Data (`pymia.data` package)¶

This data package provides data handling functionality for machine learning (especially deep learning) projects. The concept of the data package is illustrated in the figure below.

The three main components of the data package are creation, extraction, and assembly.

Creation

The creation of a dataset is managed by the Traverser class, which processes the data of every subject (case) iteratively. It employs Load and Callback classes to load the raw data and write it to the dataset. Transform classes can be used to apply modifications to the data, e.g., an intensity normalization. For the ease of usage, the defaults get_default_callbacks() and LoadDefault are implemented, which cover the most fundamental cases. The code example Creation of a dataset illustrates how to create a dataset.

Extraction

Data extraction from the dataset is managed by the PymiaDatasource class, which provides a flexible interface for retrieving data, or chunks of data, to form training samples. An IndexingStrategy is used to define how the data is indexed, meaning accessing, for instance, an image slice or a 3-D patch of an 3-D image. Extractor classes extract the data from the dataset, and Transform classes can be used to alter the extracted data. The code example Data extraction and assembly illustrates how to extract data.

Assembly

The Assembler class manages the assembly of the predicted neural network outputs by using the identical indexing that was employed to extract the data by the PymiaDatasource class. The code example Data extraction and assembly illustrates how to assemble data.

Subpackages¶

Assembler (`pymia.data.assembler` module)¶

class pymia.data.assembler.ApplyTransformInteractionFn(transform: Transform)[source]¶: Bases: AssembleInteractionFn

class pymia.data.assembler.AssembleInteractionFn[source]¶

Bases: object

Function interface enabling interaction with the index_expression and the data before it gets added to the assembled prediction in SubjectAssembler.

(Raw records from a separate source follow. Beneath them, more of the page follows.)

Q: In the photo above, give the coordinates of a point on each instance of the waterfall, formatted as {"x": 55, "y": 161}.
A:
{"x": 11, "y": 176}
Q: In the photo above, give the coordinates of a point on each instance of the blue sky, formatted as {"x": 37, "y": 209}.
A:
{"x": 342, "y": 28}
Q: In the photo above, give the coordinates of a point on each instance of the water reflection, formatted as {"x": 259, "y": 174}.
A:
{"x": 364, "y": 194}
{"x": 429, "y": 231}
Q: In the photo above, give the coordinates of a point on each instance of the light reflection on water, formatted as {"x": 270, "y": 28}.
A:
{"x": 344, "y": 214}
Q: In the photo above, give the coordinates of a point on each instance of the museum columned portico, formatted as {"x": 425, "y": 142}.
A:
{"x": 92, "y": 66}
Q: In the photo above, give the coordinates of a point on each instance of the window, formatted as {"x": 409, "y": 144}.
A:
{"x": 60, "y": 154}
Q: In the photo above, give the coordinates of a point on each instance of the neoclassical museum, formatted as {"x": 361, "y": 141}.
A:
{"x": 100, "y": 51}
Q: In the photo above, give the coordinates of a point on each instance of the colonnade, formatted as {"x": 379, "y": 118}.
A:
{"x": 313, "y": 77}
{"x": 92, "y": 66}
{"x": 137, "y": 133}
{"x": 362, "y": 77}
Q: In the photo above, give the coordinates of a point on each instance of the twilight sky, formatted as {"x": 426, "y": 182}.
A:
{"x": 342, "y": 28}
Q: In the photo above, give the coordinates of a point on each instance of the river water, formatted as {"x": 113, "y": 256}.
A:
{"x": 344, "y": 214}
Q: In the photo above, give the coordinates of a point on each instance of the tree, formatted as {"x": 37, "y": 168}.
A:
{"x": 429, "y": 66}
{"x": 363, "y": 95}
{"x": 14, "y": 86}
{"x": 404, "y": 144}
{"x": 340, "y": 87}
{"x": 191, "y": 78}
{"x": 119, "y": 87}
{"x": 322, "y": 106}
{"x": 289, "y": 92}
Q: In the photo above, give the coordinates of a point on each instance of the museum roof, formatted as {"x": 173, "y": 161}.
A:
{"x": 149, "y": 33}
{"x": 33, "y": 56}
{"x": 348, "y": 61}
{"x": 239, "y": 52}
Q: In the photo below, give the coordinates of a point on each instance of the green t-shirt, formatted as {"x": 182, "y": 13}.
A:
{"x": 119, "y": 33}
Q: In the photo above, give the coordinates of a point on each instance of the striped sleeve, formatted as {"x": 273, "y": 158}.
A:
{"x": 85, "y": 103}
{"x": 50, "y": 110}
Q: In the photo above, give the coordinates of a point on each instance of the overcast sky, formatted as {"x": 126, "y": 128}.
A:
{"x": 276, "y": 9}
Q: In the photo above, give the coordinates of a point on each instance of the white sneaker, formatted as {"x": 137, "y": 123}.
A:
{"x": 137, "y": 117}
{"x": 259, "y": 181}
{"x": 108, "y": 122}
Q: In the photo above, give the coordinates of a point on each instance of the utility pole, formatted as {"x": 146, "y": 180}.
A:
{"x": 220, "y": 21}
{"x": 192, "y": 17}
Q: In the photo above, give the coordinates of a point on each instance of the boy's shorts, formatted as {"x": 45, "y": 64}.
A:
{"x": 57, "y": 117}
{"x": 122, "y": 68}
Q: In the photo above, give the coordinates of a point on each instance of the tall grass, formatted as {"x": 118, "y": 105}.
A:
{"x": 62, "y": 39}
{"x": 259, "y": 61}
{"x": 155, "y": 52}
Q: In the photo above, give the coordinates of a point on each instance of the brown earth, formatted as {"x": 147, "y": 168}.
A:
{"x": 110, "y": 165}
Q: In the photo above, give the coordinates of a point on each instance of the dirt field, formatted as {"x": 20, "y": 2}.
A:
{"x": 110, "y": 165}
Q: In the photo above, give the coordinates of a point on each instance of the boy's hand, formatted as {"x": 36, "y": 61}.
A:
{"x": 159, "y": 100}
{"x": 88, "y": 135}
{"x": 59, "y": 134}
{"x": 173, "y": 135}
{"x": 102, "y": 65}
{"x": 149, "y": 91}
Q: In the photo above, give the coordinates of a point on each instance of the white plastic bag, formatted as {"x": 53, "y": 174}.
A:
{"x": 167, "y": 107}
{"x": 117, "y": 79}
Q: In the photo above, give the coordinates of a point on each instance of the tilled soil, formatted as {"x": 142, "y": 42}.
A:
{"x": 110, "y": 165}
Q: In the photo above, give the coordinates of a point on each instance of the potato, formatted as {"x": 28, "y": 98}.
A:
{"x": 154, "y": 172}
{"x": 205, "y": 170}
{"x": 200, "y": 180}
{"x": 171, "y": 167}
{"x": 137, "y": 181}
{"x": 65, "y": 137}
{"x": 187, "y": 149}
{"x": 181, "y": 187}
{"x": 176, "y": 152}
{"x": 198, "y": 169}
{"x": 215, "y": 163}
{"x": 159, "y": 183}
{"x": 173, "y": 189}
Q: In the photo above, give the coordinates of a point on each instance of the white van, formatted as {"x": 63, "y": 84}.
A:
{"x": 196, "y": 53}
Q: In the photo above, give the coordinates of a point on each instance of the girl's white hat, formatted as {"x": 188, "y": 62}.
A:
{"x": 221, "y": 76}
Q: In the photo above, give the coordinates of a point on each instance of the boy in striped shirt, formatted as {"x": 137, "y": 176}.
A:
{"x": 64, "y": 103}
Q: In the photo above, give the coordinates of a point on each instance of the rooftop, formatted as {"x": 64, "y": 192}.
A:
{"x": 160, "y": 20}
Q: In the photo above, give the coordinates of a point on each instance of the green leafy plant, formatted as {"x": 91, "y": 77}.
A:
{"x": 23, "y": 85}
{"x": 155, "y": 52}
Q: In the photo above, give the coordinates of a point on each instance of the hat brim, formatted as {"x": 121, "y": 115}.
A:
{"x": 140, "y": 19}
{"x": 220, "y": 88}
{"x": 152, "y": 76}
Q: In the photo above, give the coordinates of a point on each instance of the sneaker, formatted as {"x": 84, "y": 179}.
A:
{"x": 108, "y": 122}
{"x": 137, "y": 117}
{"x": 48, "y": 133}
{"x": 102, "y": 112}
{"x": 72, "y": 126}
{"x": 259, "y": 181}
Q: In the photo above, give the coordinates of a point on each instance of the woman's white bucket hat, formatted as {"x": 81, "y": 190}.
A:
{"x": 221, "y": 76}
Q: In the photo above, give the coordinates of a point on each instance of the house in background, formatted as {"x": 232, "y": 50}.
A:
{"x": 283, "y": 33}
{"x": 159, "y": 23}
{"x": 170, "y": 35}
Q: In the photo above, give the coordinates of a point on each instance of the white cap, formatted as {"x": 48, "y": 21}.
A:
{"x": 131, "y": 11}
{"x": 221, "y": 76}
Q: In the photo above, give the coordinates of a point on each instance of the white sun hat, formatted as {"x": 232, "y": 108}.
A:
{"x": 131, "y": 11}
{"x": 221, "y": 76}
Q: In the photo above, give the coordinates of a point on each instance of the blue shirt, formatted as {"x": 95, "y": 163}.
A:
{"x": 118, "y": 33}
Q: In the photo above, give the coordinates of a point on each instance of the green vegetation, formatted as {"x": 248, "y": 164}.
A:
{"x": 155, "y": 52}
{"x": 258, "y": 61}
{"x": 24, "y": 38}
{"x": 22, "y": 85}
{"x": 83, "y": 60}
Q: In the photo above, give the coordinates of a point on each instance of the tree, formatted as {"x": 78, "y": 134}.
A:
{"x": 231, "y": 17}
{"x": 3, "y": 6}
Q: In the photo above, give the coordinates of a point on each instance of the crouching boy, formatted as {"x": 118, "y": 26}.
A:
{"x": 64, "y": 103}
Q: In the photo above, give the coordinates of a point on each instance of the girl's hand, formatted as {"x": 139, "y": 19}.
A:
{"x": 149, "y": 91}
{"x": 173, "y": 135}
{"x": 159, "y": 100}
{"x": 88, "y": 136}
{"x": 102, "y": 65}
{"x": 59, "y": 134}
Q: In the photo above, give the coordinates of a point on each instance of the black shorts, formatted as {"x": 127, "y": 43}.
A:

__call__(key, data, index_expr, **kwargs)[source]¶

Parameters:

key (str) – The identifier or key of the data.
data (numpy.ndarray) – The data.
index_expr (.IndexExpression) – The current index_expression that might be modified.
**kwargs (dict) – Any other arguments

Returns:

Modified data and modified index_expression

Return type:

tuple

class pymia.data.assembler.Assembler[source]¶

Bases: ABC

Interface for assembling images from batch, which contain parts (chunks) of the images only.

abstract add_batch(to_assemble, sample_indices, last_batch=False, **kwargs)[source]¶

Add the batch results to be assembled.

Parameters:

to_assemble (object, dict) – object or dictionary of objects to be assembled to an image.
sample_indices (iterable) – iterable of all the sample indices in the processed batch
last_batch (bool) – Whether the current batch is the last.

abstract get_assembled_subject(subject_index: int)[source]¶

Parameters:: subject_index (int) – Index of the assembled subject to be retrieved.
Returns:: The assembled data of the subject (might be multiple arrays).
Return type:: object

abstract property subjects_ready¶

The indices of the subjects that are finished assembling.

Type:: list, set

class pymia.data.assembler.PlaneSubjectAssembler(datasource: ~pymia.data.extraction.datasource.PymiaDatasource, merge_fn=<function mean_merge_fn>, zero_fn=<function numpy_zeros>)[source]¶

Bases: Assembler

Assembles predictions of one or multiple subjects where predictions are made in all three planes.

This class assembles the prediction from all planes (axial, coronal, sagittal) and merges the prediction according to merge_fn.

Assumes that the network output, i.e. to_assemble, is of shape (B, …, C) where B is the batch size and C is the numbers of channels (must be at least 1) and … refers to an arbitrary image dimension.

Parameters:

datasource (.PymiaDatasource) – The datasource
merge_fn – A function that processes a sample. Args: planes: list with the assembled prediction for all planes. Returns: Merged numpy.ndarray
zero_fn – A function that initializes the numpy array to hold the predictions. Args: shape: tuple with the shape of the subject’s labels, id: str identifying the subject. Returns: A np.ndarray

add_batch(to_assemble: ndarray | Dict[str, ndarray], sample_indices: ndarray, last_batch=False, **kwargs)[source]¶: see Assembler.add_batch()

get_assembled_subject(subject_index: int)[source]¶: see Assembler.get_assembled_subject()

property subjects_ready¶: see Assembler.subjects_ready()

class pymia.data.assembler.Subject2dAssembler(datasource: PymiaDatasource)[source]¶

Bases: Assembler

Assembles predictions of two-dimensional images.

Two-dimensional images do not specifically require assembling. For pipeline compatibility reasons this class provides , nevertheless, a implementation for the two-dimensional case.

Parameters:: datasource (.PymiaDatasource) – The datasource

add_batch(to_assemble: ndarray | Dict[str, ndarray], sample_indices: ndarray, last_batch=False, **kwargs)[source]¶: see Assembler.add_batch()

get_assembled_subject(subject_index)[source]¶: see Assembler.get_assembled_subject()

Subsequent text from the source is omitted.